This is an automated email from the ASF dual-hosted git repository.
wombatukun pushed a commit to branch master
in repository https://gitbox.apache.org/repos/asf/hudi.git
The following commit(s) were added to refs/heads/master by this push:
new 760ecb51e9f [HUDI-9329] avoid obtaining an incorrect partition id due
to int type overflow in `BucketIndexUtil` (#13189)

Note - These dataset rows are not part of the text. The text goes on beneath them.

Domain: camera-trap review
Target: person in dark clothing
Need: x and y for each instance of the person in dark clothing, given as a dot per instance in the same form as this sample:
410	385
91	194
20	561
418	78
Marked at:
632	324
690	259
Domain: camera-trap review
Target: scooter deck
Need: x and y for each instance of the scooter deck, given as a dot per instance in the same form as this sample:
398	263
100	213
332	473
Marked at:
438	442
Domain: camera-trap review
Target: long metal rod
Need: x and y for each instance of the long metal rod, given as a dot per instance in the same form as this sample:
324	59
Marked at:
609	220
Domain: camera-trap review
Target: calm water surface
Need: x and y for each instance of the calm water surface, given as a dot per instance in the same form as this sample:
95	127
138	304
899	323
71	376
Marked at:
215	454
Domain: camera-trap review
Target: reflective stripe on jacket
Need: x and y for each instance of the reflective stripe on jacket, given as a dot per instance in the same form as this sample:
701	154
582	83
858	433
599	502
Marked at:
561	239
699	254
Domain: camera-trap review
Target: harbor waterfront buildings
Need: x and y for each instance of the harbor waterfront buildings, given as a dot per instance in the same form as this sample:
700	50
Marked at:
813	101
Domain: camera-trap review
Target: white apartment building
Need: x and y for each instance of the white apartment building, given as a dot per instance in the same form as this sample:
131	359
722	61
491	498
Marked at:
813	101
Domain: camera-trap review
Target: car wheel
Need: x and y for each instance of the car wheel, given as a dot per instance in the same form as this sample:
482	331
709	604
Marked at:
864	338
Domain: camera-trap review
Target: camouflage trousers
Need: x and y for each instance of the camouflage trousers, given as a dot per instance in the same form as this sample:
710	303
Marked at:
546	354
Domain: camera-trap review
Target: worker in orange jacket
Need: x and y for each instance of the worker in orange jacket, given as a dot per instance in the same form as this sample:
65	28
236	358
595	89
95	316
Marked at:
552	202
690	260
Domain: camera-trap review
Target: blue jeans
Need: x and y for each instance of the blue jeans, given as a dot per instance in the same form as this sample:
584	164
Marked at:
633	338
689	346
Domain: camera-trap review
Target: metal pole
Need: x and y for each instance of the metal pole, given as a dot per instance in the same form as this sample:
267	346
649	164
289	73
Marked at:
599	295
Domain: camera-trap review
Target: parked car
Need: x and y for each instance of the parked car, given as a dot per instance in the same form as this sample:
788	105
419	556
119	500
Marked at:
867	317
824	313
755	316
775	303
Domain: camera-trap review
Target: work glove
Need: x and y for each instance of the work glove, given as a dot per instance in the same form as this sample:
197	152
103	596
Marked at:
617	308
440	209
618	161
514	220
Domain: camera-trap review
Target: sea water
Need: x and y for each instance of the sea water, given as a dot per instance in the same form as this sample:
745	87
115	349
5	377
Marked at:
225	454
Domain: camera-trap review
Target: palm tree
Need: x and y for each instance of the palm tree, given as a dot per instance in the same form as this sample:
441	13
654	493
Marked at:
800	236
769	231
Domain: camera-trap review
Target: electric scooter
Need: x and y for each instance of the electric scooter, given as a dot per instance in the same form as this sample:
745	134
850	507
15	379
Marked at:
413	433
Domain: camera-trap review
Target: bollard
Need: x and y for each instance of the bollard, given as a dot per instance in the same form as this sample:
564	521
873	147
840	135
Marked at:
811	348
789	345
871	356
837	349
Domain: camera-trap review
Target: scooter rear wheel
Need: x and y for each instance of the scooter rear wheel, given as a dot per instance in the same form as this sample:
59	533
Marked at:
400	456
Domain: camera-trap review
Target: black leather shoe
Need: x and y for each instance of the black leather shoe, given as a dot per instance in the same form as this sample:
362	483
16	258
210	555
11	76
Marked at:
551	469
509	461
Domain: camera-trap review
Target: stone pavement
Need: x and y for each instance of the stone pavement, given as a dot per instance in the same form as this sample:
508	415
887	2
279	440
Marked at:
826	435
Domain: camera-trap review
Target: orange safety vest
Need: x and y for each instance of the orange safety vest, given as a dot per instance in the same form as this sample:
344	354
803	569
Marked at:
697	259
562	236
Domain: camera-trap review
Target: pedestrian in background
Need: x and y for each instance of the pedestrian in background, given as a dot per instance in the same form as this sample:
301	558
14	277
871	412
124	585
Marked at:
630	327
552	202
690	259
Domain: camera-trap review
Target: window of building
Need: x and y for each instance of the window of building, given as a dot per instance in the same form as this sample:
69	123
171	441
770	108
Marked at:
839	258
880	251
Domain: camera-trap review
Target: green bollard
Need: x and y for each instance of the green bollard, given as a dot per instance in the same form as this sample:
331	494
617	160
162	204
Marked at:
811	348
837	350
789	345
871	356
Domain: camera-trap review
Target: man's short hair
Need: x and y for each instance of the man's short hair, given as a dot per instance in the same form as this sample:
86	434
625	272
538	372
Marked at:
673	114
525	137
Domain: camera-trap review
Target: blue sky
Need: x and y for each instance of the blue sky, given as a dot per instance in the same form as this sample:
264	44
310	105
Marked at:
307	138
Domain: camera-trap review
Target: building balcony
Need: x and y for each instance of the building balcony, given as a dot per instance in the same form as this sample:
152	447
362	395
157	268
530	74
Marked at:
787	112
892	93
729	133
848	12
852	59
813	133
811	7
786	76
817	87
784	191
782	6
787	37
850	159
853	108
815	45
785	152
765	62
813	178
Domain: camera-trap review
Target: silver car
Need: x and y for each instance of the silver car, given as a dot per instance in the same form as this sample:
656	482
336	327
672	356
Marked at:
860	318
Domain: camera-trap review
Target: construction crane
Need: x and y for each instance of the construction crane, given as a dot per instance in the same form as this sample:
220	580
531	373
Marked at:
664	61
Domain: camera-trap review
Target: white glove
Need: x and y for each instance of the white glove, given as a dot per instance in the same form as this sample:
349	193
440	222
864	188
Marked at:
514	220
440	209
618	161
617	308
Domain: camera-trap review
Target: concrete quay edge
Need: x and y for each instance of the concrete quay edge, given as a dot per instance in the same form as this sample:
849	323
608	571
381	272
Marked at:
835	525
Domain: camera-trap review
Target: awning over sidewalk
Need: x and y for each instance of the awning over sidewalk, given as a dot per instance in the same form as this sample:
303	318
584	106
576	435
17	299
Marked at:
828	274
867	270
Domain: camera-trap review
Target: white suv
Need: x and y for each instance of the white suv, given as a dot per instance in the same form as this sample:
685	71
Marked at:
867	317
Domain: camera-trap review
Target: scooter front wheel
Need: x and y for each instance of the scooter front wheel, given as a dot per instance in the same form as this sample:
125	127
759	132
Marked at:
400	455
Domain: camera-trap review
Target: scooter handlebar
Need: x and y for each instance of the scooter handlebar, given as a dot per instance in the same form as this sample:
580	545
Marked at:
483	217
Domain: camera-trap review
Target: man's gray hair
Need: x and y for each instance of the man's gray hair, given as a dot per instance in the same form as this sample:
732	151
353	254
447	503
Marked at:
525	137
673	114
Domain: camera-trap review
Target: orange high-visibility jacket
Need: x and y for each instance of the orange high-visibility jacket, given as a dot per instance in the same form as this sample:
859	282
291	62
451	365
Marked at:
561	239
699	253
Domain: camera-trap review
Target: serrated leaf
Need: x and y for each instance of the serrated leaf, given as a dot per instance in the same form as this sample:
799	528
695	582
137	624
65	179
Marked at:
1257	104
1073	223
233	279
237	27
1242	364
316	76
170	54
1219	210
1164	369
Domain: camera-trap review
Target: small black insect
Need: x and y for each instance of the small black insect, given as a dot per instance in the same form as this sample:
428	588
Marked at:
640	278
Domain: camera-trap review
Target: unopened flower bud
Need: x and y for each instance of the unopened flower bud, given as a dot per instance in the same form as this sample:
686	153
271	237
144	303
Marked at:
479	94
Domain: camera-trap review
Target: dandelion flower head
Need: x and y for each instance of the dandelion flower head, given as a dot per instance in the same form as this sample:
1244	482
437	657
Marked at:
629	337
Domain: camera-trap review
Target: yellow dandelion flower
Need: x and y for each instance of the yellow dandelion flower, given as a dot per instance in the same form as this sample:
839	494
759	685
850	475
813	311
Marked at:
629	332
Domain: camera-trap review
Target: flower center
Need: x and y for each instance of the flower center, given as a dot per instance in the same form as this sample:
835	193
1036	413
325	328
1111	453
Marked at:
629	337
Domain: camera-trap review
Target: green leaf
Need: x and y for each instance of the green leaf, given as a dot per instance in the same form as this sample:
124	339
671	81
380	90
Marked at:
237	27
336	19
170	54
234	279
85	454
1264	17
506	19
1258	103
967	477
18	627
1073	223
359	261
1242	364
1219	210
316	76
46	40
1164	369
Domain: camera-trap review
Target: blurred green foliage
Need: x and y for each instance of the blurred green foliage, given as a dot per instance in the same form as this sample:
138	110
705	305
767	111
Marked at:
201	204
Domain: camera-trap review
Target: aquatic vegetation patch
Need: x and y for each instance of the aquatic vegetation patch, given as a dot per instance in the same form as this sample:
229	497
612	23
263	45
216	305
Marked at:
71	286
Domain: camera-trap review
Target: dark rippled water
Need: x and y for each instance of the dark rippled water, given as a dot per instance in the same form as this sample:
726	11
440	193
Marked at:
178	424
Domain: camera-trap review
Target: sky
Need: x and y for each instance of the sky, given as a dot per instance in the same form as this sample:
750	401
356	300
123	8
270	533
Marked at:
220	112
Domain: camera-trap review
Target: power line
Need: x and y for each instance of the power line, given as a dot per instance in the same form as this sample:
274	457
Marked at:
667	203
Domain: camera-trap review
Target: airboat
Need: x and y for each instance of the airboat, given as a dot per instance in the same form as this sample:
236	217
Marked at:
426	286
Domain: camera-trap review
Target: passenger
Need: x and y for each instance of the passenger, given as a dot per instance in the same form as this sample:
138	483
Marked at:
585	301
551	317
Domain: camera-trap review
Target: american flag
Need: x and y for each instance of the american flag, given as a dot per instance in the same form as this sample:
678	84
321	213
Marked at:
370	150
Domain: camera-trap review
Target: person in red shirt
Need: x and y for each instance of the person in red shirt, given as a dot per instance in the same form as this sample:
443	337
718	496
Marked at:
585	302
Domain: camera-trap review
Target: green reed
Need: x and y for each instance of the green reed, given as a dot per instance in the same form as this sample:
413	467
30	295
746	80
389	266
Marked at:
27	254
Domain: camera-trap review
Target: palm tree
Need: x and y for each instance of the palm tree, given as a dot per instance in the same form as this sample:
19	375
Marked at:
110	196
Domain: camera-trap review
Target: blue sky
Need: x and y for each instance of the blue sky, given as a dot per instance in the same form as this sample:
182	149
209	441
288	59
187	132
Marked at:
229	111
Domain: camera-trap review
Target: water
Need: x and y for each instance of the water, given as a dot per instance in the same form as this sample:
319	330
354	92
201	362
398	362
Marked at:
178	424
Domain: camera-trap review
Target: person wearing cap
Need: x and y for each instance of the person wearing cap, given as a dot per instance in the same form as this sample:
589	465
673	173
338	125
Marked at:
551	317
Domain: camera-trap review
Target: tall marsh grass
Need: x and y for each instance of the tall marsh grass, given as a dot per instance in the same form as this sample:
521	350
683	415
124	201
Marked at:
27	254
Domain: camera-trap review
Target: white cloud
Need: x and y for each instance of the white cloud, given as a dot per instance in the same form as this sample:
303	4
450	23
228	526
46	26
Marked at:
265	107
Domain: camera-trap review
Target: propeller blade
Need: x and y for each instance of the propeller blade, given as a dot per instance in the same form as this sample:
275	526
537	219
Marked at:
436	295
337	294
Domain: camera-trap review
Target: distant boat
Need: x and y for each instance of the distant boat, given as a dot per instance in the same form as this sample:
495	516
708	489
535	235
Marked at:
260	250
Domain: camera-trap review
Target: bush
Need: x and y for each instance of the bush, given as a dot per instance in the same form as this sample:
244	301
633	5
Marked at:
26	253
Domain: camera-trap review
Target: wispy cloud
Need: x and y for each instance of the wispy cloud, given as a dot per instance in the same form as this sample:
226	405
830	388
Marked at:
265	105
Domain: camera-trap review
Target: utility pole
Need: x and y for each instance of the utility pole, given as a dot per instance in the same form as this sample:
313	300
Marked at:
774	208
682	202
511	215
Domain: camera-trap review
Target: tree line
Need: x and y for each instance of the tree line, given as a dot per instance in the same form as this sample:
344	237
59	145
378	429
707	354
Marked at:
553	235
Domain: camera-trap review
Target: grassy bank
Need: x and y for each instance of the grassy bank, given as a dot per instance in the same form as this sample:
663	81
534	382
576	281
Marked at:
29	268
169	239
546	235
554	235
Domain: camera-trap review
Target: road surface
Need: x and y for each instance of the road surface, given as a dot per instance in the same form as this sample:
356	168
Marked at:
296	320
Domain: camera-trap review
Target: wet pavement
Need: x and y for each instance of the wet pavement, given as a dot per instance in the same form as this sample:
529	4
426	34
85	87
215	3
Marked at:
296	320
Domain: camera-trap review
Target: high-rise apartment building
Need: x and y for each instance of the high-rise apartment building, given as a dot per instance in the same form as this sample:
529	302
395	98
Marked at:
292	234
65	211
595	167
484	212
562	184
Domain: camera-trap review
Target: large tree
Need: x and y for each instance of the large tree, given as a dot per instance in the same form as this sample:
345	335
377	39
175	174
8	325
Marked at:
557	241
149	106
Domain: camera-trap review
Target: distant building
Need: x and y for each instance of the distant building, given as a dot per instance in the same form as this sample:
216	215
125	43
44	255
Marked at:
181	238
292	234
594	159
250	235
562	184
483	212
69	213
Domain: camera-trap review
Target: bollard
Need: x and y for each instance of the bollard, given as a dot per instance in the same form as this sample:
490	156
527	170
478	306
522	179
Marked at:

760ecb51e9f is described below
commit 760ecb51e9f493cd69bfaf47ae0f06d2efd66260
Author: TheR1sing3un <[email protected]>
AuthorDate: Tue Apr 22 15:28:40 2025 +0800
[HUDI-9329] avoid obtaining an incorrect partition id due to int type
overflow in `BucketIndexUtil` (#13189)
---
.../java/org/apache/hudi/common/util/hash/BucketIndexUtil.java | 10 +++++++---
.../org/apache/hudi/common/util/hash/TestBucketIndexUtil.java | 2 ++
2 files changed, 9 insertions(+), 3 deletions(-)
diff --git
a/hudi-common/src/main/java/org/apache/hudi/common/util/hash/BucketIndexUtil.java
b/hudi-common/src/main/java/org/apache/hudi/common/util/hash/BucketIndexUtil.java
index 8081e65871b..837439b5fcc 100644
---
a/hudi-common/src/main/java/org/apache/hudi/common/util/hash/BucketIndexUtil.java
+++
b/hudi-common/src/main/java/org/apache/hudi/common/util/hash/BucketIndexUtil.java
@@ -19,6 +19,7 @@
package org.apache.hudi.common.util.hash;
import org.apache.hudi.common.util.Functions;
+import org.apache.hudi.common.util.ValidationUtils;
/**
* Utility class for bucket index.
@@ -37,9 +38,12 @@ public class BucketIndexUtil {
*/
public static Functions.Function3<Integer, String, Integer, Integer>
getPartitionIndexFunc(int parallelism) {
return (bucketNum, partition, curBucket) -> {
- int partitionIndex = (partition.hashCode() & Integer.MAX_VALUE) %
parallelism * bucketNum;
- int globalIndex = partitionIndex + curBucket;
- return globalIndex % parallelism;
+ long partitionIndex = (partition.hashCode() & Integer.MAX_VALUE) %
parallelism * (long) bucketNum;
+ long globalIndex = partitionIndex + curBucket;
+ int partitionId = (int) (globalIndex % parallelism);
+ ValidationUtils.checkArgument(partitionId >= 0 && partitionId <
parallelism,
+ () -> "Partition id should be in range [0, " + parallelism + "), but
got " + partitionId);
+ return partitionId;
};
}
}
diff --git
a/hudi-common/src/test/java/org/apache/hudi/common/util/hash/TestBucketIndexUtil.java
b/hudi-common/src/test/java/org/apache/hudi/common/util/hash/TestBucketIndexUtil.java
index 482227393eb..ea2f637b938 100644
---
a/hudi-common/src/test/java/org/apache/hudi/common/util/hash/TestBucketIndexUtil.java
+++
b/hudi-common/src/test/java/org/apache/hudi/common/util/hash/TestBucketIndexUtil.java
@@ -55,6 +55,7 @@ public class TestBucketIndexUtil {
argsList.add(Arguments.of(201, 100, true));
argsList.add(Arguments.of(400, 1000, true));
argsList.add(Arguments.of(401, 1000, true));
+ argsList.add(Arguments.of(65536, 65536, true));
return argsList.stream();
}
@@ -144,6 +145,7 @@ public class TestBucketIndexUtil {
private void checkResult(Map<Integer, Integer> parallelism2TaskCount, int
parallelism, int bucketNumber, boolean partitioned, boolean needExpand) {
int sum = 0;
+ assertTrue(parallelism2TaskCount.keySet().stream().allMatch(id -> id >= 0
&& id < parallelism));
for (int v : parallelism2TaskCount.values()) {
sum = sum + v;
}